Grateful, but still grumbling
Arreak told leaders that buying into the corporation would give Nunavut Inuit more say in the airline’s business policy.
“If we’re not part owners, then our concerns will not be felt as much,” he said. “Unless we become shareholders in the airline, we will not have as much impact.”
Broughton Island mayor Lootie Toomasie supported the idea and suggested that Nunavut land claim organizations consider the offer seriously.
But most other Baffin region mayors said they weren’t interested in the offer. Instead, they wanted to know why the meal service on flights to Hall Beach are cold and why it costs $4.42 to transport one kilogram of freight from Ottawa to Igloolik.
And, although grateful, they wouldn’t be wooed by the long list of First Air’s good works rhymed off by Arctic communities service manager Gilbert Normandeau. Normandeau said First Air spent more than $550,000 in sponsorships in the Baffin region last year.
Even schedule changes, such as the addition of non-stop direct flights to Pond Inlet and Clyde River three times a week, didn’t appear to sway delgates.
Baffin Central MLA Tommy Enuaraq, who represents Clyde River, Pangnirtung and Broughton Island, criticized First Air for continual rate increases.
Complaints common in communities
Enuaraq noted that recent scheduling changes on inter-community travel have forced him to overnight in Iqaluit when travelling from Clyde River to Pangnirtung.
“I even ran out of my travel fund by March and I had to wait to April 1 to travel to my constituency,” he said. “I generally have been giving $32,000 per year to First Air and that’s just essentially for the three central communities.”
They’re not new complaints. In fact, Normandeau said when he travelled to seven Baffin communities last year to meet with residents, high fares and flights restrictions were the most frequent criticisms.
Adams wrote the complaints come not only from the Northwest Territories, but from Nunavik as well.
“There are no other airlines to express dissatisfaction with since we’re the only ones making an effort to serve the region.”
Adams suggested these complaints may have been a reason why other carriers left the region.
And prices may jump even higher. Normandeau warned leaders of the consequences of government privatization of fuel distribution in the North.
“First Air believes the inevitable results of this will be higher fuel prices in the region,” Normandeau said.
More price hikes on the way
“Fuel represents a significant cost to First Air and any increases have to be passed on to our customers in the form of higher ticket fares and cargo rates.”
Commercialization of the air navigation system may also mean First Air clients will fork out more money for service. The system was operated by Transport Canada, but is now being delivered by a company called NavCanada.
Normandeau said a tax added to a passenger ticket partially funded the air-navigation system, with Transport Canada picking up the shortfall.
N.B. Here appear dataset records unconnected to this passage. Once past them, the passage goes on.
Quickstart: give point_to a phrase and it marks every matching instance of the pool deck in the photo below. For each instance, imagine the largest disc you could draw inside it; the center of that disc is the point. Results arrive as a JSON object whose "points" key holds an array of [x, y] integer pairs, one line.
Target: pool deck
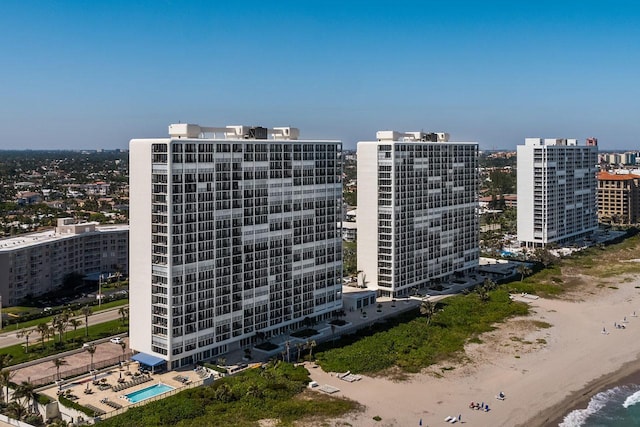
{"points": [[111, 377]]}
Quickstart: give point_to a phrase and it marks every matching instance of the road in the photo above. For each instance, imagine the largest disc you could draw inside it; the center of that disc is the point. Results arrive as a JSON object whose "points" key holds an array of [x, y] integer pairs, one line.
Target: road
{"points": [[9, 338]]}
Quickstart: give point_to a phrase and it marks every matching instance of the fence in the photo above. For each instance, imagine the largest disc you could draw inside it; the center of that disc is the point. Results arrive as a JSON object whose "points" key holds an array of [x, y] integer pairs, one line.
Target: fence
{"points": [[80, 370]]}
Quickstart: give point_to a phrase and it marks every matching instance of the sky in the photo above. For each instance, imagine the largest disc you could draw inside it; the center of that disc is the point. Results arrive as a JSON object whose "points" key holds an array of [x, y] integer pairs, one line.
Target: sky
{"points": [[95, 74]]}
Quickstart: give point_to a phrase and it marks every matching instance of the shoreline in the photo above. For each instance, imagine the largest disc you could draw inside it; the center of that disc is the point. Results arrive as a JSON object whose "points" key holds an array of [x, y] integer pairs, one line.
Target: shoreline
{"points": [[545, 372], [627, 374]]}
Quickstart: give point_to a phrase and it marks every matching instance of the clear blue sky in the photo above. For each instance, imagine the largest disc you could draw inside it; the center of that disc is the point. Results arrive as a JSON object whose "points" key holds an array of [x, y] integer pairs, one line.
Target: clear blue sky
{"points": [[94, 74]]}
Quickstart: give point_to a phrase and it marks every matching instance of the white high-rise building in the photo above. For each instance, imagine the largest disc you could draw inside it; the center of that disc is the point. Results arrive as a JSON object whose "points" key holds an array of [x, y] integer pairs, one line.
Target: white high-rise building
{"points": [[36, 263], [557, 191], [233, 232], [417, 211]]}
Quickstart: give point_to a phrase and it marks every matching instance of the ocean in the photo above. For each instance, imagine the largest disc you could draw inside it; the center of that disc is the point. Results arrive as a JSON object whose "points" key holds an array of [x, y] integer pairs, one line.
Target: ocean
{"points": [[618, 406]]}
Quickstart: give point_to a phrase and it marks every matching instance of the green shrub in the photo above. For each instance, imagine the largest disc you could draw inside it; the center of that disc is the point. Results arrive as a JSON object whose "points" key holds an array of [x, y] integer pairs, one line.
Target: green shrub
{"points": [[71, 404], [241, 400]]}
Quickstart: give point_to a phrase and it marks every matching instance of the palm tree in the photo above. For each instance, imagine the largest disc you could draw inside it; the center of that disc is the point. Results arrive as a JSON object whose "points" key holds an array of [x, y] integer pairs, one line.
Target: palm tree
{"points": [[427, 309], [123, 346], [91, 350], [124, 313], [489, 284], [27, 391], [16, 410], [59, 324], [86, 310], [5, 381], [310, 345], [58, 362], [24, 333], [43, 330], [75, 323], [482, 293], [523, 270], [299, 347]]}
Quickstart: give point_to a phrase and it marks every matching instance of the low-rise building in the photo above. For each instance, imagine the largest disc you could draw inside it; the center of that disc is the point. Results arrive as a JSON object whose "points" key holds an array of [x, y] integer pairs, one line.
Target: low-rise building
{"points": [[35, 263]]}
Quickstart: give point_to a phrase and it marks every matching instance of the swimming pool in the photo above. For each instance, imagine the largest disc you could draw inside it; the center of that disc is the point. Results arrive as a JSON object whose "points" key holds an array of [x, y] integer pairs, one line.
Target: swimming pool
{"points": [[148, 392]]}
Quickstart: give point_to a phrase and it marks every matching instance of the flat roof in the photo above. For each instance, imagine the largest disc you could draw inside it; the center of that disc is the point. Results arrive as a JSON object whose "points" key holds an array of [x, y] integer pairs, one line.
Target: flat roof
{"points": [[48, 236]]}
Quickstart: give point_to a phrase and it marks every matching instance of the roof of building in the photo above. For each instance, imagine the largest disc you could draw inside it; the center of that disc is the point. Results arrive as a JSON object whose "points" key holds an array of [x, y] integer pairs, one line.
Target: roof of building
{"points": [[40, 237], [616, 177]]}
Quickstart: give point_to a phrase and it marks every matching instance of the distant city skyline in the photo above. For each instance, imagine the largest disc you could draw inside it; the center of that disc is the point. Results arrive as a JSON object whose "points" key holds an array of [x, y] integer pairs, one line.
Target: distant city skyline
{"points": [[80, 75]]}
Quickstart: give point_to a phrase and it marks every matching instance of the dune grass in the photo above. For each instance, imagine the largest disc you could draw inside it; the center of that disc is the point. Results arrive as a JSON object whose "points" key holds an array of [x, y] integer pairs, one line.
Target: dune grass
{"points": [[275, 392], [411, 344]]}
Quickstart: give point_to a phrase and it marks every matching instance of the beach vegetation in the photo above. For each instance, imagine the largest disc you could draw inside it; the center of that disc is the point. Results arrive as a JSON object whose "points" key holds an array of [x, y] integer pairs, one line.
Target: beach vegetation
{"points": [[542, 324], [278, 391], [411, 343], [47, 347]]}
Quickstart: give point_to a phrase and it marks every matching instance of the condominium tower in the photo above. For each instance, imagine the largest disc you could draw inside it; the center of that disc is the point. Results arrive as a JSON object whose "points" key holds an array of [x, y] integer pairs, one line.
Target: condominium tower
{"points": [[417, 211], [233, 232], [557, 199]]}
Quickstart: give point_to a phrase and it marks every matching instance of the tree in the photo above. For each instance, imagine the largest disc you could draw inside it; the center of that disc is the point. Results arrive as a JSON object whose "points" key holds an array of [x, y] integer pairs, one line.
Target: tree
{"points": [[310, 345], [286, 346], [91, 350], [523, 270], [58, 362], [5, 381], [16, 410], [43, 330], [489, 284], [75, 323], [483, 293], [299, 347], [59, 324], [427, 309], [5, 374], [124, 313], [123, 346], [86, 311], [27, 391], [24, 333]]}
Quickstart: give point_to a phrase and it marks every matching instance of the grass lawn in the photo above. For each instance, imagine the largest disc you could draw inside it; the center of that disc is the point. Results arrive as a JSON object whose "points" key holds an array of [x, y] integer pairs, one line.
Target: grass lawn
{"points": [[410, 344], [36, 322], [276, 392], [72, 340]]}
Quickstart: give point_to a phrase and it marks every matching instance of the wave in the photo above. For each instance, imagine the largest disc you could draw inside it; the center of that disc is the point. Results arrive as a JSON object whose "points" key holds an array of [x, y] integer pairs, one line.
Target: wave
{"points": [[632, 400], [578, 417]]}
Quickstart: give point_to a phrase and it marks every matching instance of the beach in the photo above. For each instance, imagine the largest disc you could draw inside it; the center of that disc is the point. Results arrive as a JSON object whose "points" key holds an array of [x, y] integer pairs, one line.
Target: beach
{"points": [[546, 364]]}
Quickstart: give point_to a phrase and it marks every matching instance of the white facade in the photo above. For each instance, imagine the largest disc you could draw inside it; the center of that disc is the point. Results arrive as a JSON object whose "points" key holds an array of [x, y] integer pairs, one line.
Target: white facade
{"points": [[557, 191], [232, 233], [36, 263], [417, 211]]}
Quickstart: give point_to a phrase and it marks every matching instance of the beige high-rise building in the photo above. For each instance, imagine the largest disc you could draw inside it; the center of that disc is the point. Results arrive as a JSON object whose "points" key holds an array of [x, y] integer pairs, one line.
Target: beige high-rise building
{"points": [[557, 200], [618, 198]]}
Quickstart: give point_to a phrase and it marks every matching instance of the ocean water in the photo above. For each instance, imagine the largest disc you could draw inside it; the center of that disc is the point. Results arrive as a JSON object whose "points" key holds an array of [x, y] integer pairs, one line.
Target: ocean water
{"points": [[616, 407]]}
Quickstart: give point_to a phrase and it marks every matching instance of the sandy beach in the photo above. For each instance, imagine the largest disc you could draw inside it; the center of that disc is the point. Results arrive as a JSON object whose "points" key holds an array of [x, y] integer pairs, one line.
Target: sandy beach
{"points": [[543, 372]]}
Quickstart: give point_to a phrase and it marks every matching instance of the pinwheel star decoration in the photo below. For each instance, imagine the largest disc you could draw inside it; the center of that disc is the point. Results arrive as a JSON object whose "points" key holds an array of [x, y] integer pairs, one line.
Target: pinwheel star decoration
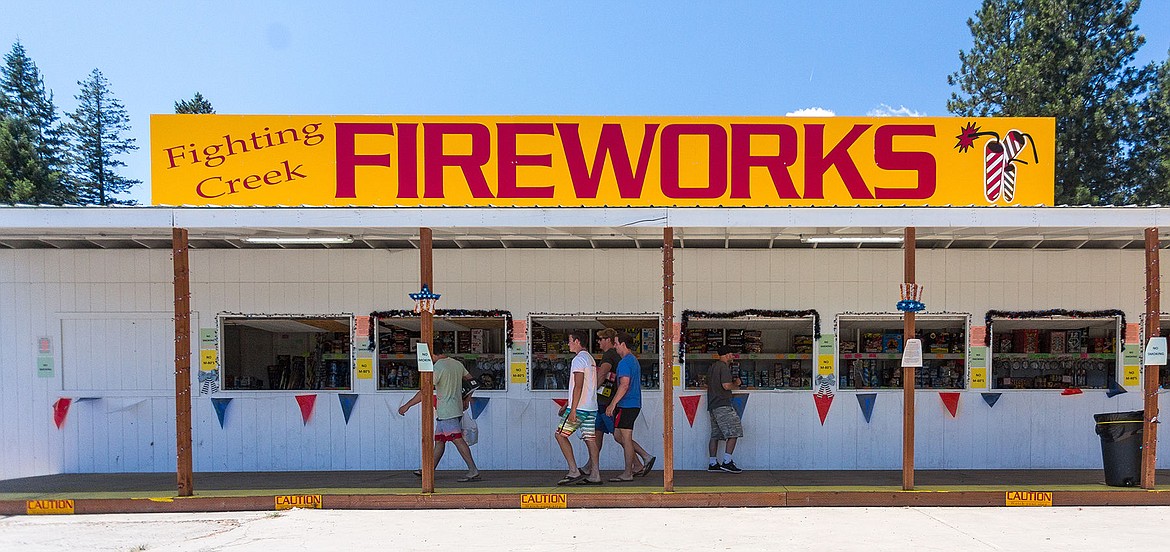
{"points": [[967, 137]]}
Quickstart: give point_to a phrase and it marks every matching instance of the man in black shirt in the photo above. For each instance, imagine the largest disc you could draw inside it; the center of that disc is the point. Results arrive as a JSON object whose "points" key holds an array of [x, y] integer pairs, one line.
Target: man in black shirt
{"points": [[606, 385]]}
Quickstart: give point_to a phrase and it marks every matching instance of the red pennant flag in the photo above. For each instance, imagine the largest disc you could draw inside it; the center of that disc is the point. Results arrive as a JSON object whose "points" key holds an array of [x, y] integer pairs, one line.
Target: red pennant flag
{"points": [[305, 402], [951, 401], [60, 411], [823, 402], [690, 406]]}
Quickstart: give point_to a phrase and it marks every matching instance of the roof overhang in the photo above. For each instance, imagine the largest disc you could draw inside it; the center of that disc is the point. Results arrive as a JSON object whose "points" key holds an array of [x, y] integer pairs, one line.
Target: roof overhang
{"points": [[616, 227]]}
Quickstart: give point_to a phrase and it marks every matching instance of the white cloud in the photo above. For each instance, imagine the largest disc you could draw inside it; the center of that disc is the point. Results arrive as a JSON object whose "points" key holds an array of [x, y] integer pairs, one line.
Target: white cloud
{"points": [[811, 112], [888, 111]]}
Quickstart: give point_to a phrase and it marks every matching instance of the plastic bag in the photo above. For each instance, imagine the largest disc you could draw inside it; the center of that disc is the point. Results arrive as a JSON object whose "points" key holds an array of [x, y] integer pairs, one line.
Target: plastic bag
{"points": [[470, 429]]}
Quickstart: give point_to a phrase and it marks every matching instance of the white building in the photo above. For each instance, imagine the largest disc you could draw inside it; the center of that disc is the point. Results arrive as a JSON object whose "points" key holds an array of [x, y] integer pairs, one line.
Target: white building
{"points": [[97, 283]]}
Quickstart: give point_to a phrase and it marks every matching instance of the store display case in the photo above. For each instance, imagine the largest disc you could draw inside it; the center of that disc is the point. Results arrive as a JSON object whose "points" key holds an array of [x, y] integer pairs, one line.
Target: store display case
{"points": [[480, 343], [290, 353], [1054, 352], [769, 353], [549, 356], [1164, 331], [869, 351]]}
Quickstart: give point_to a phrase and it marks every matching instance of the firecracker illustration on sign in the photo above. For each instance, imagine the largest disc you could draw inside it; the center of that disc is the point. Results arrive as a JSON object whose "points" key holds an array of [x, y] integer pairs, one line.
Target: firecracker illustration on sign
{"points": [[999, 159]]}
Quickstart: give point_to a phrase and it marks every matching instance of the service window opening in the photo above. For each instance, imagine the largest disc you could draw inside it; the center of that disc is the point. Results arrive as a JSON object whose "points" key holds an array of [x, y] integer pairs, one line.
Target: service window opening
{"points": [[289, 353]]}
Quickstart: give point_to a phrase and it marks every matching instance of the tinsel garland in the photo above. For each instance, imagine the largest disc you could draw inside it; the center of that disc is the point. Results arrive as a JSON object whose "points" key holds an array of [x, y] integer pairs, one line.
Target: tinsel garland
{"points": [[1052, 312], [441, 314], [687, 315]]}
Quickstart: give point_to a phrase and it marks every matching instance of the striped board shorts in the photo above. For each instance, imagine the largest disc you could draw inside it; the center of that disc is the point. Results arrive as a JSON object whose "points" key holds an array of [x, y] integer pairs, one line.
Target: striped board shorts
{"points": [[586, 421], [725, 423], [449, 429]]}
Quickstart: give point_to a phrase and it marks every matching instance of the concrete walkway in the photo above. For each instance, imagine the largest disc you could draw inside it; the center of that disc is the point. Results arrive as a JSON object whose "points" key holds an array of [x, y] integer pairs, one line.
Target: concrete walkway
{"points": [[812, 529], [139, 485]]}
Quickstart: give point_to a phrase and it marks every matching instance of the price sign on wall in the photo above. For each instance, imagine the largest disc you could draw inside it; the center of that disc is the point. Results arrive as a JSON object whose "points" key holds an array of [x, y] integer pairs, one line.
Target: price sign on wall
{"points": [[978, 378], [825, 365], [518, 373], [365, 368], [424, 354]]}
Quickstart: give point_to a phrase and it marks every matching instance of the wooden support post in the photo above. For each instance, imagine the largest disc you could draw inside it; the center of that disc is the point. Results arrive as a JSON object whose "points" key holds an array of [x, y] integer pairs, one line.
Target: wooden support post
{"points": [[667, 379], [426, 379], [908, 247], [1153, 329], [183, 360]]}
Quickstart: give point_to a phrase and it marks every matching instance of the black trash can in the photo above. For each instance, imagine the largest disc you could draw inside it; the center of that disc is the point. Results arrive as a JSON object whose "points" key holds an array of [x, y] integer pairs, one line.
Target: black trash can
{"points": [[1121, 447]]}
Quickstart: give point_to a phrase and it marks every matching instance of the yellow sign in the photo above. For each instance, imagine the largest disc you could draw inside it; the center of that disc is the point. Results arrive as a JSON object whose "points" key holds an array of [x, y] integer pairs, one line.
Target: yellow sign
{"points": [[542, 499], [207, 359], [46, 508], [365, 368], [1029, 498], [288, 502], [520, 373], [596, 161], [1133, 377], [978, 378], [825, 365]]}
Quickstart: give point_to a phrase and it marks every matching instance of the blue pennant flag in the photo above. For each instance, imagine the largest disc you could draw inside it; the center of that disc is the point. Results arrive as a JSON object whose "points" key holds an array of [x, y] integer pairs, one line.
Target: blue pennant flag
{"points": [[740, 401], [348, 401], [220, 405], [866, 401], [1114, 390], [477, 405]]}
But that tax will soon be eliminated, and airline will to have to pay for the service according to the weight of its aircraft and distance it travels.
“Because of the size of the region, the small number of passengers and the large volume of freight, the effect of this change will be quite significant.”
He urged the leaders to lobby against this change to protect residents from higher costs.